The Economist founded the Big Mac Index more than a decade ago as a very interesting way to gauge currency valuations. From The Economist:
Burgernomics is based on the theory of purchasing-power parity, the notion that a dollar should buy the same amount in all countries. Thus in the long run, the exchange rate between two countries should move towards the rate that equalises the prices of an identical basket of goods and services in each country. Our “basket” is a McDonald’s Big Mac, which is produced in about 120 countries. The Big Mac PPP is the exchange rate that would mean hamburgers cost the same in America as abroad. Comparing actual exchange rates with PPPs indicates whether a currency is under- or overvalued.
The Index currently looks like this:
Short Euro, Short Dollars, Long Yuan, Long Yen – Looks dead on to me. God bless the Royale with Cheese…
Update – Reader Andi was nice enough to inform me that the Royale with Cheese is in fact a quarter pounder with cheese. I believe the line from Pulp Fiction that I was grasping for was “Le Big Mac”. But I could be wrong about that one also….
Mr. Roche is the Founder and Chief Investment Officer of Discipline Funds.Discipline Funds is a low fee financial advisory firm with a focus on helping people be more disciplined with their finances.
He is also the author of Pragmatic Capitalism: What Every Investor Needs to Understand About Money and Finance, Understanding the Modern Monetary System and Understanding Modern Portfolio Construction.
Royale with Cheese is a quater pounder with cheese
Thanks.
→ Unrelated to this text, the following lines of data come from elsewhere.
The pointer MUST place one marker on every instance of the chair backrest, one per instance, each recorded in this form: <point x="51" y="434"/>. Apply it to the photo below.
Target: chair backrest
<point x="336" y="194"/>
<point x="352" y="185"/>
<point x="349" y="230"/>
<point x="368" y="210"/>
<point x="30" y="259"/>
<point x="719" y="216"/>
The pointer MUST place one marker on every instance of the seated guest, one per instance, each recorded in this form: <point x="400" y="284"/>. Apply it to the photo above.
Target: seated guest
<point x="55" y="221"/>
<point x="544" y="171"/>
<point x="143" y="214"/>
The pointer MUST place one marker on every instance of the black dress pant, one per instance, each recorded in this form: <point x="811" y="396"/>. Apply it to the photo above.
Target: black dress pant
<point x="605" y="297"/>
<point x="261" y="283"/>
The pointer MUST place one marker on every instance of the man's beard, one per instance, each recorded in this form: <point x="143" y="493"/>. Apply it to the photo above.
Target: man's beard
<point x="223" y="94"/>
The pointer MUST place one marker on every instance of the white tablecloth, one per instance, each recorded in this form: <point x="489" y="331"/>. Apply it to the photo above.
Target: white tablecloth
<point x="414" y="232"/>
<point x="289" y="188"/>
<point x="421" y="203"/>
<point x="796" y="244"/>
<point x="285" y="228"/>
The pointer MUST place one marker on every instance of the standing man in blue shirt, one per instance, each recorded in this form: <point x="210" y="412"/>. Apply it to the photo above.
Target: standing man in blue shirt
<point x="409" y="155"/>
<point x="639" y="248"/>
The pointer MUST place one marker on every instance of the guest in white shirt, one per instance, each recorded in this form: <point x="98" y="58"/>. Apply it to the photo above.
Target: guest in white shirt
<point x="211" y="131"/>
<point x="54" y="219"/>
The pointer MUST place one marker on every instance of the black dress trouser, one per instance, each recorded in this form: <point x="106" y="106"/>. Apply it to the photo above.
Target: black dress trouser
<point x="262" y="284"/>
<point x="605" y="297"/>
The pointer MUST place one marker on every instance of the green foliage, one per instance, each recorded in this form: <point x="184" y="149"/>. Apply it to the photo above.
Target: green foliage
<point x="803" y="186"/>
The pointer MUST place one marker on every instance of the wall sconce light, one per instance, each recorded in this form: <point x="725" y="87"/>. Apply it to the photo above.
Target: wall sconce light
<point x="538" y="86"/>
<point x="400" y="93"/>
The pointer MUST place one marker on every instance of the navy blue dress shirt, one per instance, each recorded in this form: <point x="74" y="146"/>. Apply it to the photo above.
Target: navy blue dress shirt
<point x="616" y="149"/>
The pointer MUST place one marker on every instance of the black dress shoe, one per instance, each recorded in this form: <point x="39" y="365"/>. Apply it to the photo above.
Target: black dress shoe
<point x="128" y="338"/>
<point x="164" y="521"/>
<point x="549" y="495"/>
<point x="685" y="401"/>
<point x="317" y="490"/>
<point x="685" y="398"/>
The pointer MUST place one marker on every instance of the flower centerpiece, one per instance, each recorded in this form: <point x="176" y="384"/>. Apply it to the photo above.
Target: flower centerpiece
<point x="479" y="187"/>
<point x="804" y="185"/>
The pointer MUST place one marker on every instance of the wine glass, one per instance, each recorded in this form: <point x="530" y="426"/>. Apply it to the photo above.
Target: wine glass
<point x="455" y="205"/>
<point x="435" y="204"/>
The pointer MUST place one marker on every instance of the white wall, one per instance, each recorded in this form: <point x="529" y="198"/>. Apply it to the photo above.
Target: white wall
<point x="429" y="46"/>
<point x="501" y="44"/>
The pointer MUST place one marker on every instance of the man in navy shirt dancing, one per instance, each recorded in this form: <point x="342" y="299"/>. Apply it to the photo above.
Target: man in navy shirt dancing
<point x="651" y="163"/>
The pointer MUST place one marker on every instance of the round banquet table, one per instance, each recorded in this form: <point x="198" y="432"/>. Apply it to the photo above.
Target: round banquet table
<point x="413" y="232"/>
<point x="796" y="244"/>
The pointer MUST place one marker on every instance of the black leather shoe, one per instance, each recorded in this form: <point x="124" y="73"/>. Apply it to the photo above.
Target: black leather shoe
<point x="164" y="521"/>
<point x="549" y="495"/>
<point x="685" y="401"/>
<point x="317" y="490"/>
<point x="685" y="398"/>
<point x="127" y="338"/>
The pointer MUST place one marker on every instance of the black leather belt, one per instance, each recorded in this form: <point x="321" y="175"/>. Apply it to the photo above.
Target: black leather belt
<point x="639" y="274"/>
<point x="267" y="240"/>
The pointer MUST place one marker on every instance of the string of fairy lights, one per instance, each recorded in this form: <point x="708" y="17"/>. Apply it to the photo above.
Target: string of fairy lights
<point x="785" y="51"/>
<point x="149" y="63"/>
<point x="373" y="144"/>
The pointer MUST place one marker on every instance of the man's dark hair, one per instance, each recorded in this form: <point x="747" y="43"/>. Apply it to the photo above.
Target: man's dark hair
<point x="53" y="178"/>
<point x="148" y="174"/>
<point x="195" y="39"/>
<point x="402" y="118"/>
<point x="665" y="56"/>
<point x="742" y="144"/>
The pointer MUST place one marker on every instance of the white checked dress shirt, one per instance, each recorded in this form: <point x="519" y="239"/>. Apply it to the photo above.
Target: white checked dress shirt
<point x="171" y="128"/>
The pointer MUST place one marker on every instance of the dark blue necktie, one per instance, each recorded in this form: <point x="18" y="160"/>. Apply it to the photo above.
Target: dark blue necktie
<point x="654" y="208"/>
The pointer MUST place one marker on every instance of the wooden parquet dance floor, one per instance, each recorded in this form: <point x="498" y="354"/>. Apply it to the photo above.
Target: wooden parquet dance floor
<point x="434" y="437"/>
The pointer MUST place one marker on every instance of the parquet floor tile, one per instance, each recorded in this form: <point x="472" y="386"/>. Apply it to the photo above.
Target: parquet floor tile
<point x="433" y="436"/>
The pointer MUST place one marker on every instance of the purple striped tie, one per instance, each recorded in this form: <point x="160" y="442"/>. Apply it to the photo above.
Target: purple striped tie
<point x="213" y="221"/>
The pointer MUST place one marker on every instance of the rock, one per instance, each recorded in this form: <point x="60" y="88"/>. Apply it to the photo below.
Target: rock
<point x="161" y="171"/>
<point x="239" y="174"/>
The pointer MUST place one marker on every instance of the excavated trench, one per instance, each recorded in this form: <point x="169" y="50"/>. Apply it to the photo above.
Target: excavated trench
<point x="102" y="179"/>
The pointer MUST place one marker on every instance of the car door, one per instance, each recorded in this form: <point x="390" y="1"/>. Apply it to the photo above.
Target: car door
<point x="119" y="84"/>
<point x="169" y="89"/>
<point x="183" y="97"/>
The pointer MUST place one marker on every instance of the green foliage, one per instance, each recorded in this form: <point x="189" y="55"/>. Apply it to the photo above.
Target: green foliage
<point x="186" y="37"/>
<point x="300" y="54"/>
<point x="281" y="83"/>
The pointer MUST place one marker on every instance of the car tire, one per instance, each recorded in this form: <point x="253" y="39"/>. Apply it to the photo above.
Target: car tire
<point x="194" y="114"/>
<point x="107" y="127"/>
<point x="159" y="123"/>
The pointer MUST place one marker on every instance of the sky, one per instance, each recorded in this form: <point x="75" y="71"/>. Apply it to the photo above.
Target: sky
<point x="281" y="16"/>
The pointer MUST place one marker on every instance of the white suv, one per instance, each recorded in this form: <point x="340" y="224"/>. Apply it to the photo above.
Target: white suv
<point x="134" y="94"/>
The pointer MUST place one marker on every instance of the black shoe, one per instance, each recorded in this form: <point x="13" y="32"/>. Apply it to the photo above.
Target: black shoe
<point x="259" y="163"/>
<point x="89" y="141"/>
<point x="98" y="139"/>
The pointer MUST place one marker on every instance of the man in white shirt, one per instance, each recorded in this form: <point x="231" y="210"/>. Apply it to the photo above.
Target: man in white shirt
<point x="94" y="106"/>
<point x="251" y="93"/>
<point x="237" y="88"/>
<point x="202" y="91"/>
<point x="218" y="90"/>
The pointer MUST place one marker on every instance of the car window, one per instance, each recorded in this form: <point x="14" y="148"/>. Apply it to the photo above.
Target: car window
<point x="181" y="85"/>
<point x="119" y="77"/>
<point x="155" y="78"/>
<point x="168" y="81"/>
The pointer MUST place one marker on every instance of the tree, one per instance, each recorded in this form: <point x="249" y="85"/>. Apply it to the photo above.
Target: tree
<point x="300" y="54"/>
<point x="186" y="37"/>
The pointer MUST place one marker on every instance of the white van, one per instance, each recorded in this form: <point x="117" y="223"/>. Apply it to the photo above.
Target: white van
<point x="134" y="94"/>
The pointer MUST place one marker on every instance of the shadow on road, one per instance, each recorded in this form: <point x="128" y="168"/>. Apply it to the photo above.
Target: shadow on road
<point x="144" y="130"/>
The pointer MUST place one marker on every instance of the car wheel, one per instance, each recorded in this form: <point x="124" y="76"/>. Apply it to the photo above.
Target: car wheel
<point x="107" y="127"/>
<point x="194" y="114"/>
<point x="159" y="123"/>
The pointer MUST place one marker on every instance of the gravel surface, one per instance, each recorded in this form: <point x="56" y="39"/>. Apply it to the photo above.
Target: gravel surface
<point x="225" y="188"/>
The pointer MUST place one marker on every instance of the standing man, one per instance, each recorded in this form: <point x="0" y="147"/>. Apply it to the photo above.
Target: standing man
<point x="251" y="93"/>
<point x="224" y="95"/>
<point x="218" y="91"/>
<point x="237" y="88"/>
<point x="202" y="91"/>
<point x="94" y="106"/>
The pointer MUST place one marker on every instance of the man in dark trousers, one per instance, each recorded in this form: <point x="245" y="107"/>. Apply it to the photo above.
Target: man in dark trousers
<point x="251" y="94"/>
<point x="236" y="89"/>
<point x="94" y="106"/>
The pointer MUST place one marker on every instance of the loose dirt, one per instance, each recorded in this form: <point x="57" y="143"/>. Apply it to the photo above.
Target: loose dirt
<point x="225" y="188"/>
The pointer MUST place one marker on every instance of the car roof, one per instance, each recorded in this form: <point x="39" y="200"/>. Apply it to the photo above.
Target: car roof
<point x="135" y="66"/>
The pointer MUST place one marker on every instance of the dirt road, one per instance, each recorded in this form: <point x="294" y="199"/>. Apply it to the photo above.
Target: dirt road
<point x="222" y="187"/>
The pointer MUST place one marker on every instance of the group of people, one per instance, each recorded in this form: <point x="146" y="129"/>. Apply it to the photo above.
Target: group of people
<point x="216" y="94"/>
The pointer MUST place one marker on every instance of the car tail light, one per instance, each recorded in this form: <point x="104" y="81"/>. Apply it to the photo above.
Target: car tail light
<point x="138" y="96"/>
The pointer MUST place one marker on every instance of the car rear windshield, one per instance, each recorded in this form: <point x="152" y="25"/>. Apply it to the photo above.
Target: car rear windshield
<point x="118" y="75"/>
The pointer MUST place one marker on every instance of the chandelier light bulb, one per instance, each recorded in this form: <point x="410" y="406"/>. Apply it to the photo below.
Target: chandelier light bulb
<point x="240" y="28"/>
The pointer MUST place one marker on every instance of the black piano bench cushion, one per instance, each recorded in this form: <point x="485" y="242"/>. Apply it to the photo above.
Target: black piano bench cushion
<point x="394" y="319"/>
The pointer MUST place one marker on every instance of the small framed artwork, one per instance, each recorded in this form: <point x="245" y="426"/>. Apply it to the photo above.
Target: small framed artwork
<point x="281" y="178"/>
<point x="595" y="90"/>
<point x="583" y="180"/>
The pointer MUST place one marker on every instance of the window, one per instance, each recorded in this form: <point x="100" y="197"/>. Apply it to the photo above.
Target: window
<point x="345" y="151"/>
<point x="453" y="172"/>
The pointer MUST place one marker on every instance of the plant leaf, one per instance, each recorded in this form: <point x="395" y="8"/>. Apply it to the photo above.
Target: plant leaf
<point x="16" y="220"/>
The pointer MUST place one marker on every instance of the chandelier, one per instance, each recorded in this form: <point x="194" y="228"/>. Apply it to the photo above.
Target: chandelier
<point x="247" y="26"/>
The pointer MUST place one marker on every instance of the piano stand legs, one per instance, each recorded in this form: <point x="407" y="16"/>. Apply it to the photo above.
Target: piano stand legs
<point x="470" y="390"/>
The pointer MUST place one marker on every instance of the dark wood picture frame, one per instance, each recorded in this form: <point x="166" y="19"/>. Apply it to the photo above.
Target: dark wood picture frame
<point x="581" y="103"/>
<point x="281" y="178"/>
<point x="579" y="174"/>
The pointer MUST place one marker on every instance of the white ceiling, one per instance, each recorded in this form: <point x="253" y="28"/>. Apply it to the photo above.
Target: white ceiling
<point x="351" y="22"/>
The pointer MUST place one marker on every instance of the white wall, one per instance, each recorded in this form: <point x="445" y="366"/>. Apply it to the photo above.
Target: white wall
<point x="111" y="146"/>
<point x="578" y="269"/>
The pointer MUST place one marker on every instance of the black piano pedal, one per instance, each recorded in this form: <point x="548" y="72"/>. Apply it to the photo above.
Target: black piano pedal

I guess I’m not up to snuff on my hamburger terminology.
How does this work in relation to the costs in ‘producing’ a sold Big Mac. The costs of the ingredients, wages, benefits, real estate rents, taxes, and profit margins would be different in different countries. So you know if this index adjusts for these factors?
This thing is by no means infallible.
From Wikipedia –
The burger methodology has limitations in its estimates of the PPP. In many countries, eating at international fast-food chain restaurants such as McDonald’s is relatively expensive in comparison to eating at a local restaurant, and the demand for Big Macs is not as large in countries like India as in the United States. Social status of eating at fast food restaurants like McDonald’s, local taxes, levels of competition, and import duties on selected items may not be representative of the country’s economy as a whole. In addition, there is no theoretical reason why non-tradable goods and services such as property costs should be equal in different countries: this is the theoretical reason for PPPs being different from market exchange rates over time. Nevertheless, economists widely cite the Big Mac Index as a real world measurement of purchasing power parity. McDonald’s is also using different commercial which can result in huge differences for a product, whereas there is a smaller price difference between both countries. For example, a Hamburger sandwich costs only 1 € in France, and 1,50 € in Belgium, but in overall, McDonald’s restaurant are cheaper in Belgium. In Estonia, the price difference between a Big Mac burger and the whole meal is sometimes as small as 3 EEK (0,20 USD), or 5% of the price of the burger alone.